Both experts urge caution:
AI isn’t infallible – Dr. Greene stresses that algorithms lack ethics and LLMs (large language models) can “hallucinate.” Human oversight is essential.
Data literacy is non-negotiable – Dr. Patlewicz emphasizes that this does not mean everyone needs to become a programmer, but future toxicologists should be comfortable enough with data concepts to ask the right questions, understand analytical approaches, and critically evaluate computational outputs – whether they are doing the work themselves or collaborating with data specialists.
NAMs are no longer standalone tools. They are part of a larger, integrated system of predictive models and computational methods.
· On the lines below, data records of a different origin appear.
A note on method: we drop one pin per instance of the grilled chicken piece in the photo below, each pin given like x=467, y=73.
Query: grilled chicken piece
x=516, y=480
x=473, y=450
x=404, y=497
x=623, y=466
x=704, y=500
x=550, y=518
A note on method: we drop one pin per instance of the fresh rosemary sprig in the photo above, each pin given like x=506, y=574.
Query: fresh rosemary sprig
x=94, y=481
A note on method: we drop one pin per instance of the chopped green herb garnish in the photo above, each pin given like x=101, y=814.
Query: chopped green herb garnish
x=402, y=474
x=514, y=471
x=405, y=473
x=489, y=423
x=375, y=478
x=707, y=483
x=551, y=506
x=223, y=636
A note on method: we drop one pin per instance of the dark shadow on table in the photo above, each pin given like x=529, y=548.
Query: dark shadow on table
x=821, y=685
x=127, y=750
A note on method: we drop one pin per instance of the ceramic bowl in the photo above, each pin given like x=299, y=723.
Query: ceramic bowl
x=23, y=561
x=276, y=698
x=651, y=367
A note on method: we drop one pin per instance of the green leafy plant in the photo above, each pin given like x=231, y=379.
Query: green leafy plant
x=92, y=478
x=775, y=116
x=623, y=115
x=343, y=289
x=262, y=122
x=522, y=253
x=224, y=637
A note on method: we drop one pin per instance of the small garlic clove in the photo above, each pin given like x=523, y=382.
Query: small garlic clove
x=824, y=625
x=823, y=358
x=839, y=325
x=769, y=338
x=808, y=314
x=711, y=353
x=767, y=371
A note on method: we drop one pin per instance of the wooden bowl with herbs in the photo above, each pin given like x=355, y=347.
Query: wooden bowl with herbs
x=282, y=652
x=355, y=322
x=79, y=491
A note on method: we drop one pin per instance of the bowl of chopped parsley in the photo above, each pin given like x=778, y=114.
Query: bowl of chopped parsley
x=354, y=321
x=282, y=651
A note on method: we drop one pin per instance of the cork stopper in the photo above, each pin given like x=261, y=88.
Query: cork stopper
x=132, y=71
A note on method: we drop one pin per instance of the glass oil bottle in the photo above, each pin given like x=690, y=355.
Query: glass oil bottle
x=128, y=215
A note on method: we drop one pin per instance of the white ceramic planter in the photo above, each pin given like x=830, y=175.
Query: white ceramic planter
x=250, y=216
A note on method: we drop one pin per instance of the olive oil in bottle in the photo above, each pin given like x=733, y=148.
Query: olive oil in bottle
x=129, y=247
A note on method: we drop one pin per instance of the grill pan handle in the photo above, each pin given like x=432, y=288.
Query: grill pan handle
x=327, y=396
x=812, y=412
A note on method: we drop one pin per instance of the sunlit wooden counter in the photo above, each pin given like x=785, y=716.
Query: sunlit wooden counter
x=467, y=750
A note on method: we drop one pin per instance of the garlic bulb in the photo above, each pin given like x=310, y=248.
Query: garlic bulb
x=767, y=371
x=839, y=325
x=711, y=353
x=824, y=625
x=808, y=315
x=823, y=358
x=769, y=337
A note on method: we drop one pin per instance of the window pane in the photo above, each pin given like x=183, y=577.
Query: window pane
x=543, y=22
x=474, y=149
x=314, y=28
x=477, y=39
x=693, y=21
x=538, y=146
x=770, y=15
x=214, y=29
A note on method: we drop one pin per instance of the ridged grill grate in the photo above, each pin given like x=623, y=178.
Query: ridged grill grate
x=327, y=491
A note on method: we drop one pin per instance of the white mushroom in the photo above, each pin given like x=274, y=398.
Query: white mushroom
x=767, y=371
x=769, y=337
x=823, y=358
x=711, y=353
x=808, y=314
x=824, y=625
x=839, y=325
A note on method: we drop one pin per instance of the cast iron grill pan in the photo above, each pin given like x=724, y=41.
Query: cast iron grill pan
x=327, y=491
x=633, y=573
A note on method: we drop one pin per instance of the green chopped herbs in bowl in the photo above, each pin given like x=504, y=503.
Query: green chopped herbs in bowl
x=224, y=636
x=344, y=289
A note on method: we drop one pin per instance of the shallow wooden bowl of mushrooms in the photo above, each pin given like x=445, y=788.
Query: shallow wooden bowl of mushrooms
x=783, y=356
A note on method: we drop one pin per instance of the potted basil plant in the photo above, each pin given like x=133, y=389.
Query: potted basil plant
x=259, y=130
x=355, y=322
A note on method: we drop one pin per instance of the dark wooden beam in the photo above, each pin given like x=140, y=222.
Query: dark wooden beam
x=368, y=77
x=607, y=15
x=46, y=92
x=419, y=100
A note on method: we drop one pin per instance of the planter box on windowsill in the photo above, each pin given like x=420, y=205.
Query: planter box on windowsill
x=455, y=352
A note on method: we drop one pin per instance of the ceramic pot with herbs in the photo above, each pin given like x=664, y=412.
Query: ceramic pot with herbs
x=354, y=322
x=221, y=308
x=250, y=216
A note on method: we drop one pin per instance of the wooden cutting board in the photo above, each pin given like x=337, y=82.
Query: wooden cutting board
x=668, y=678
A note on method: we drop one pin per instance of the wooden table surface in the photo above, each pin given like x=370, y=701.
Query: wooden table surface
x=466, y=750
To succeed, organizations need not only the right technology but the right people, structures, and mindset.
Moving Forward with Clarity and Confidence
Successfully integrating NAMs requires more than technical capability. It demands a shift in mindset, strategic alignment across teams, and a deep understanding of both regulatory expectations and data complexity. At BlueRidge Life Sciences, our cross-functional experts help clients navigate these challenges with scientific rigor and practical insight. If your organization is exploring how to implement or expand NAMs, we’re here to support you. Let’s talk about what success looks like for your team.
Frequently Asked Questions (FAQs)
Q. What qualifies as a NAM?
A. NAMs include any non-animal methods used to assess safety, such as computational models (e.g., QSAR), high-throughput screening, in vitro assays, and read-across approaches. Many of these have been in use for decades, even if they are now applied in new ways.
Q. Why haven’t NAMs been widely adopted if the science is sound?
A. The biggest barriers are cultural and organizational, not technical. Many teams are hesitant to move away from animal studies without regulatory certainty or internal precedent.
Q. Are NAMs accepted by regulatory agencies?
A. Yes, but acceptance varies by region and application. The EU has been more aggressive in mandating NAMs, particularly in cosmetics, while U.S. agencies like the EPA are building strong capabilities. Understanding the context of use is key to aligning with regulatory expectations.
Q. How can my organization get started with NAMs?
A. Start by clearly defining your goals and the specific question you want to answer. From there, build a strategy that integrates appropriate tools, data infrastructure, and cross-functional collaboration.